Reindexing a table when autovacuum is running

If an index has become corrupt, autovacuum continues to process the table and fails. If you attempt a manual vacuum in this situation, you receive an error message like the following.

postgres=> vacuum freeze pgbench_branches; ERROR: index "pgbench_branches_test_index" contains unexpected zero page at block 30521 HINT: Please REINDEX it.

When the index is corrupted and autovacuum is attempting to run on the table, you contend with an already running autovacuum session. When you issue a REINDEX command, you take out an exclusive lock on the table. Write operations are blocked, and also read operations that use that specific index.

To reindex a table when autovacuum is running on the table

  1. Open two sessions to the database containing the table that you want to vacuum. For the second session, use "screen" or another utility that maintains the session if your connection is dropped.

  2. In session one, get the PID of the autovacuum session running on the table.

    Run the following query to get the PID of the autovacuum session.

    SELECT datname, usename, pid, current_timestamp - xact_start AS xact_runtime, query FROM pg_stat_activity WHERE upper(query) like '%VACUUM%' ORDER BY xact_start;
  3. In session two, issue the reindex command.

    \timing on Timing is on. reindex index pgbench_branches_test_index; REINDEX Time: 9.966 ms
  4. In session one, if autovacuum was blocking the process, you see in pg_stat_activity that waiting is "T" for your vacuum session. In this case, you end the autovacuum process.

    SELECT pg_terminate_backend('the_pid');

    At this point, your session begins. It's important to note that autovacuum restarts immediately because this table is probably the highest on its list of work.

  5. Initiate your command in session two, and then end the autovacuum process in session 1.

Other parameters that affect autovacuum

The following query shows the values of some of the parameters that directly affect autovacuum and its behavior. The autovacuum parameters are described fully in the PostgreSQL documentation.

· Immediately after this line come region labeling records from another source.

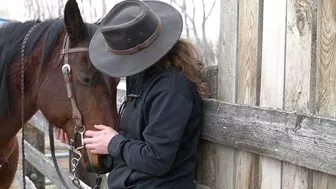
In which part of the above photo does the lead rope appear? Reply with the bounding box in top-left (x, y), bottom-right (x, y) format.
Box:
top-left (21, 24), bottom-right (39, 189)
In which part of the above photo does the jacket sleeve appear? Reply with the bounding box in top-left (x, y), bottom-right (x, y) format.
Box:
top-left (108, 91), bottom-right (193, 176)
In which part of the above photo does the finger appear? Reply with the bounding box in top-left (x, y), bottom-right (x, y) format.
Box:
top-left (83, 138), bottom-right (94, 144)
top-left (84, 130), bottom-right (98, 137)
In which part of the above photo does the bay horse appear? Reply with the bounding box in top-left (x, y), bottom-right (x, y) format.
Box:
top-left (0, 0), bottom-right (119, 189)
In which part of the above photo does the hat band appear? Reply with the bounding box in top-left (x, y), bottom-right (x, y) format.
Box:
top-left (107, 21), bottom-right (162, 55)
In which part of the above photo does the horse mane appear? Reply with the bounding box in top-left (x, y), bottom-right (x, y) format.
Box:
top-left (0, 18), bottom-right (98, 116)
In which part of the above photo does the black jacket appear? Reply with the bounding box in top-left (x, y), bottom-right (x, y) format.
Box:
top-left (108, 68), bottom-right (203, 189)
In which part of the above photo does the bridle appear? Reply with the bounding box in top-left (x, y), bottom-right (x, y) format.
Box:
top-left (21, 24), bottom-right (102, 189)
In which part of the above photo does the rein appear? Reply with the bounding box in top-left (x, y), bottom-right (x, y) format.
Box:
top-left (21, 24), bottom-right (102, 189)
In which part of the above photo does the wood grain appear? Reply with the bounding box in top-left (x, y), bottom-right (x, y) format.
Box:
top-left (237, 0), bottom-right (259, 105)
top-left (259, 0), bottom-right (286, 189)
top-left (282, 0), bottom-right (315, 189)
top-left (234, 0), bottom-right (261, 189)
top-left (313, 0), bottom-right (336, 189)
top-left (198, 0), bottom-right (242, 189)
top-left (28, 85), bottom-right (336, 179)
top-left (218, 0), bottom-right (238, 102)
top-left (316, 0), bottom-right (336, 117)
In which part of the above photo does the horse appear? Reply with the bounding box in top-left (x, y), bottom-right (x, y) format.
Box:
top-left (0, 0), bottom-right (119, 189)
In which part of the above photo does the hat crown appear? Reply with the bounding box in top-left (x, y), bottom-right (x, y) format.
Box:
top-left (101, 0), bottom-right (161, 54)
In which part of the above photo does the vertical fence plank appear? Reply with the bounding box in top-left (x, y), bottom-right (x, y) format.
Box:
top-left (235, 0), bottom-right (261, 189)
top-left (218, 0), bottom-right (238, 102)
top-left (282, 0), bottom-right (315, 189)
top-left (259, 0), bottom-right (286, 189)
top-left (215, 0), bottom-right (238, 189)
top-left (196, 0), bottom-right (238, 189)
top-left (313, 0), bottom-right (336, 189)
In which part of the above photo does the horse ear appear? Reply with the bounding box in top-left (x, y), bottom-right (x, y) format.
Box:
top-left (64, 0), bottom-right (85, 44)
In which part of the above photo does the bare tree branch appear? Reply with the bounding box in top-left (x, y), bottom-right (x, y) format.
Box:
top-left (205, 0), bottom-right (216, 21)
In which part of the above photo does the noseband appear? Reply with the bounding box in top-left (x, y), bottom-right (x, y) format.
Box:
top-left (19, 24), bottom-right (101, 189)
top-left (49, 34), bottom-right (101, 189)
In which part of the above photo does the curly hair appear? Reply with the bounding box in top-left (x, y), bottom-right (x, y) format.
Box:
top-left (153, 39), bottom-right (209, 98)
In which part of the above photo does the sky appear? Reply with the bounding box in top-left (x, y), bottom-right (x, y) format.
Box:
top-left (0, 0), bottom-right (220, 43)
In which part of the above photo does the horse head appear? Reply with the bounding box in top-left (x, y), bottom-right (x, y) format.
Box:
top-left (37, 0), bottom-right (118, 174)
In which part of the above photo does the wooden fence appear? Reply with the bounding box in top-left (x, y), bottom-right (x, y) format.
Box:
top-left (19, 77), bottom-right (336, 189)
top-left (16, 0), bottom-right (336, 189)
top-left (197, 0), bottom-right (336, 189)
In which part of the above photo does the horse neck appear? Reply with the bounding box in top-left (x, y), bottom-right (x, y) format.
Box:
top-left (0, 42), bottom-right (49, 146)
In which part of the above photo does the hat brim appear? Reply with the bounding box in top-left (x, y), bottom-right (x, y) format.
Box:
top-left (89, 1), bottom-right (183, 77)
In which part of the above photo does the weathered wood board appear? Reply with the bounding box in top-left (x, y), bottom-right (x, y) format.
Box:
top-left (259, 0), bottom-right (286, 189)
top-left (313, 0), bottom-right (336, 189)
top-left (281, 0), bottom-right (316, 189)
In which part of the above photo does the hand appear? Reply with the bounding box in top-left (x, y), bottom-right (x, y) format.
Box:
top-left (55, 127), bottom-right (70, 144)
top-left (84, 125), bottom-right (118, 154)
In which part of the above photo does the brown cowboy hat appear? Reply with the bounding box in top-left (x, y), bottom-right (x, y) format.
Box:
top-left (89, 0), bottom-right (183, 77)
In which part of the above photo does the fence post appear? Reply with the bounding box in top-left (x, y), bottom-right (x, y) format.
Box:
top-left (24, 123), bottom-right (45, 189)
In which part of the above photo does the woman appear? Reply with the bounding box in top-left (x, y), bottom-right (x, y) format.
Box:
top-left (59, 0), bottom-right (207, 189)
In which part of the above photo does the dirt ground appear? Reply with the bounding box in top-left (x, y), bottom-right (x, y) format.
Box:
top-left (10, 132), bottom-right (69, 189)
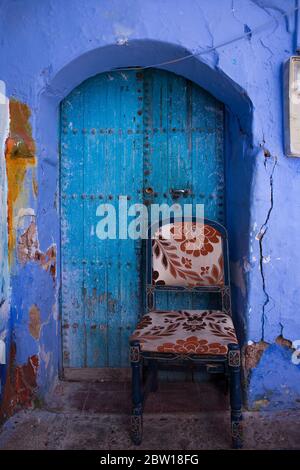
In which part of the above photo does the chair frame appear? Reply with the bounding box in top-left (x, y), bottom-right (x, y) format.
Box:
top-left (130, 217), bottom-right (243, 448)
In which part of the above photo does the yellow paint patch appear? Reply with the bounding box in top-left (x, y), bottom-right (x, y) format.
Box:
top-left (5, 99), bottom-right (37, 265)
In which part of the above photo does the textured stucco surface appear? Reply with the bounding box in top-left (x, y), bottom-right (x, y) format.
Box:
top-left (0, 0), bottom-right (300, 407)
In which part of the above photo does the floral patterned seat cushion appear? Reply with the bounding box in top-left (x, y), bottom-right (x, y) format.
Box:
top-left (131, 310), bottom-right (237, 355)
top-left (152, 222), bottom-right (224, 286)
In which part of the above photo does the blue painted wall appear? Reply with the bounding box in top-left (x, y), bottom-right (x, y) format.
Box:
top-left (0, 0), bottom-right (300, 407)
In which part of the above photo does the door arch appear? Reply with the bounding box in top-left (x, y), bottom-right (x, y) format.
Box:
top-left (60, 69), bottom-right (225, 369)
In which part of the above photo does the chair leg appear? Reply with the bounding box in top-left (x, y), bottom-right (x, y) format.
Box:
top-left (130, 341), bottom-right (143, 445)
top-left (228, 344), bottom-right (243, 449)
top-left (150, 361), bottom-right (158, 392)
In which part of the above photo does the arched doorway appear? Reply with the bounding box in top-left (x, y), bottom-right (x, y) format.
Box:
top-left (60, 69), bottom-right (225, 376)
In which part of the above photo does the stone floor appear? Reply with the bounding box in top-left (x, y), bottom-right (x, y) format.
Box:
top-left (0, 382), bottom-right (300, 450)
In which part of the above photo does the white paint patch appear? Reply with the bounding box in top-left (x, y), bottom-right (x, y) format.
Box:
top-left (113, 23), bottom-right (133, 46)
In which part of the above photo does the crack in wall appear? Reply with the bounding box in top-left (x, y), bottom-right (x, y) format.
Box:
top-left (257, 155), bottom-right (277, 341)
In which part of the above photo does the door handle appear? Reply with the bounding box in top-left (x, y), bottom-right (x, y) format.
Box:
top-left (170, 188), bottom-right (192, 199)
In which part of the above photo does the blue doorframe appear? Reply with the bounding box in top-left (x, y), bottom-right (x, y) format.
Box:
top-left (60, 70), bottom-right (225, 368)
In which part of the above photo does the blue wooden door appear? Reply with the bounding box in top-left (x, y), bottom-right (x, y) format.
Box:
top-left (60, 69), bottom-right (224, 368)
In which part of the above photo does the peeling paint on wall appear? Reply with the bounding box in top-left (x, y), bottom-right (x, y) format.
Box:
top-left (17, 220), bottom-right (56, 280)
top-left (0, 343), bottom-right (40, 422)
top-left (28, 305), bottom-right (41, 339)
top-left (0, 80), bottom-right (9, 339)
top-left (5, 99), bottom-right (36, 265)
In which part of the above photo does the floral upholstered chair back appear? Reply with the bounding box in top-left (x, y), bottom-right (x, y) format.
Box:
top-left (152, 221), bottom-right (224, 287)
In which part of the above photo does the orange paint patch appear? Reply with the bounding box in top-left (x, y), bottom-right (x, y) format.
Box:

SELECT name, setting, unit, short_desc FROM pg_settings WHERE name IN ( 'autovacuum_max_workers', 'autovacuum_analyze_scale_factor', 'autovacuum_naptime', 'autovacuum_analyze_threshold', 'autovacuum_analyze_scale_factor', 'autovacuum_vacuum_threshold', 'autovacuum_vacuum_scale_factor', 'autovacuum_vacuum_threshold', 'autovacuum_vacuum_cost_delay', 'autovacuum_vacuum_cost_limit', 'vacuum_cost_limit', 'autovacuum_freeze_max_age', 'maintenance_work_mem', 'vacuum_freeze_min_age');

While these all affect autovacuum, some of the most important ones are:

Setting table-level autovacuum parameters

You can set autovacuum-related storage parameters at a table level, which can be better than altering the behavior of the entire database. For large tables, you might need to set aggressive settings and you might not want to make autovacuum behave that way for all tables.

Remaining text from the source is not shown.